Laut dem Bericht könne der Imam mit der "Sofasitzer-Fraktion" unter den Muslimen nichts anfangen, die angesichts aktueller Krisen nicht an ihrer Religion arbeiten würden. Ibrahim D. hebe in einer seiner Predigten aus dem Jahr 2017 vielmehr jene beispielhaft hervor, "die sich selbst an Gott verkauft haben und die auf den Plätzen getötet worden sind". Nur wegen solcher Menschen werde die muslimische Gemeinschaft "ihr Unglück hinter sich lassen (...) Dann wird sie umso mächtiger zurückkehren und die Scharia Gottes auf Erden durchsetzen und das Banner des Monotheismus aufrichten!".

"Kampfesmutige Generation" und "verfluchte Zionisten"

Ibrahim D. setze gemäß einer in der Studie angeführten Ansprache seine Hoffnung in eine neue Ära: "Diese unterwürfigen und kleingeistigen Generationen, die sich nicht von der Stelle rühren, werden in den (20)20er-Jahren enden. 2020 wird eine noch nie dagewesene Renaissance beginnen, 2027 wird Israel vom Erdboden verschwinden, durch die Hand von Männern, die sich Gott verschrieben haben. Eine Generation von Jugendlichen, in deren Herz die Angst nicht eindringen kann."

Im Bezug auf den Nahostkonflikt sehe Ibrahim D. etwa eine "kampfesmutige Generation" in Gaza auf der einen Seite, vermutlich eine Anspielung auf die Hamas-Terroristen ("Dass er Gott, Anm. in ihnen die Liebe zum Jihad und zum Märtyrertod für Gottes Sache entfache!"), und "verfluchte Zionisten" auf der anderen, die Gott "überall" zerstören möge. Im Bezug auf Gaza erwähnte der Imam einmal auch direkt die Jugend in Europa, heißt es.

Anwalt spricht von "verzerrter" Berichterstattung

Ibrahim D. geriet bereits an anderer Stelle in den Fokus der österreichischen Sicherheitsbehörden: nämlich in der bisher wenig ergiebigen Operation Luxor. Im Zuge dieser fanden am 9. November 2020 dutzende Razzien gegen angebliche Muslimbrüder und mutmaßliche Mitglieder der terroristischen Hamas statt.

Der Anwalt des Imams, Farid Rifaat, spricht angesichts der neuen Vorwürfe von einer "unrichtigen, verzerrten Berichterstattung". Rifaat stehe der Dokumentationsstelle sehr kritisch gegenüber, nennt die Berichte "falsch", die Zitate "aus dem Zusammenhang gerissen". Diese seien so nie gefallen, die Übersetzungen befinde er "großteils" für falsch.

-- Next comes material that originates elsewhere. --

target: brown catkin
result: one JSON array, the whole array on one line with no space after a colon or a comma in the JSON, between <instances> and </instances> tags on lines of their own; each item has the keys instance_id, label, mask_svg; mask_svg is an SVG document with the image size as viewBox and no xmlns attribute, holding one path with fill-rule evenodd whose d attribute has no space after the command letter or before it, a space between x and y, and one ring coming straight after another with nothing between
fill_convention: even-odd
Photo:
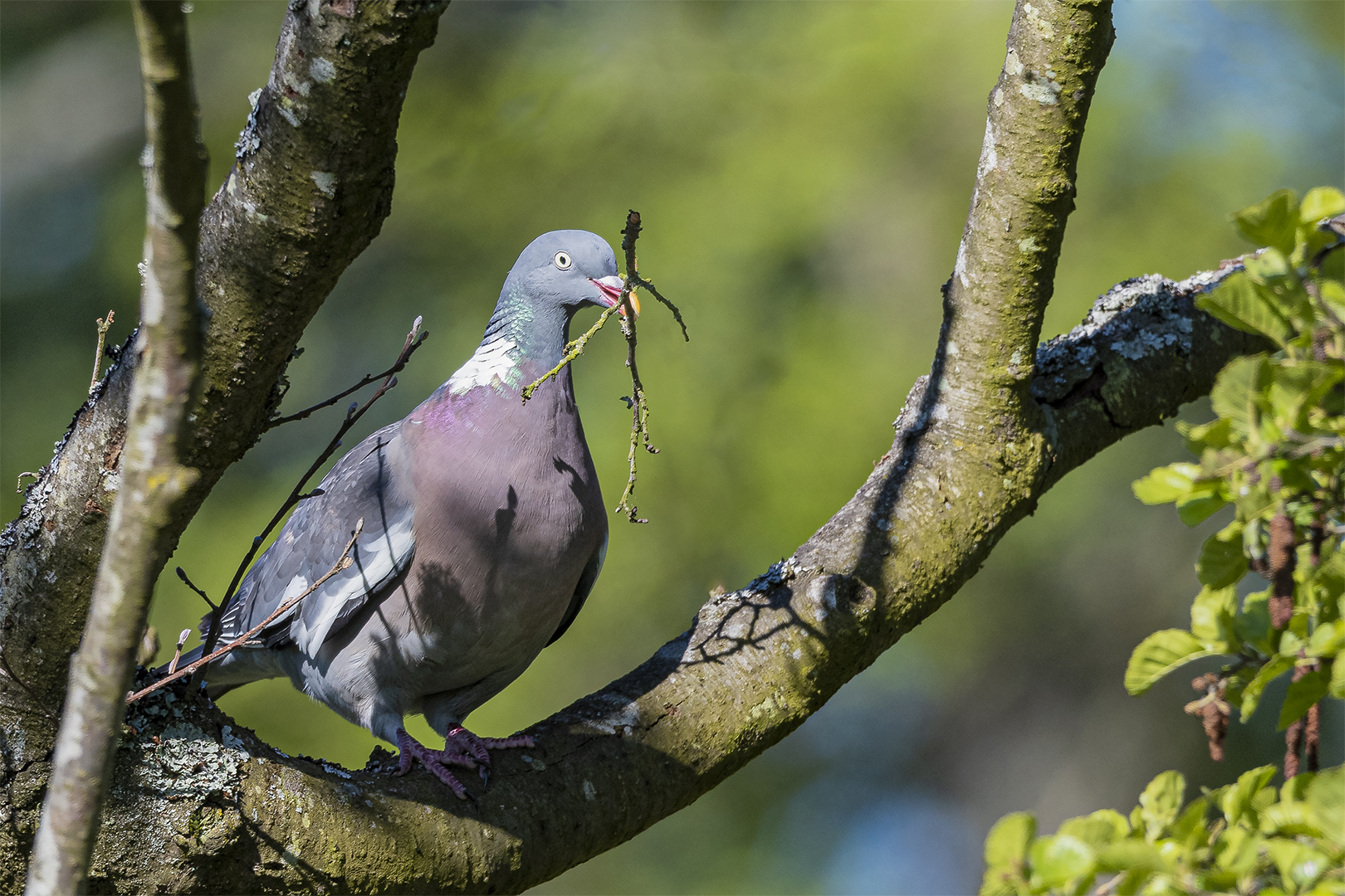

In den Ermittlungsakten zur Operation Luxor taucht aber nicht nur der Imam als Beschuldigter auf, sondern auch zwei Brüder, die für geraume Zeit die Leitung der "Islamischen Vereinigung Österreich" innegehabt haben und auch über gute Kontakte nach Katar verfügen dürften. Zumindest einer davon bekennt sich zur Muslimbruderschaft. Auch Ibrahim D. wird in der Studie als Unterstützer der islamistischen Bewegung zitiert: "Ich war nie einer von ihnen (der Muslimbruderschaft) im Sinne einer Mitgliedschaft, sondern ich gehöre zu ihnen im Sinne einer Idee, einer Bewegung, einer Strömung (...)."

Für die Behörden sind die Verdächtigen in der Operation Luxor allesamt Terroristen. Ein Pauschalvorwurf, der in den Ermittlungen bereits massiv infrage gestellt wurde.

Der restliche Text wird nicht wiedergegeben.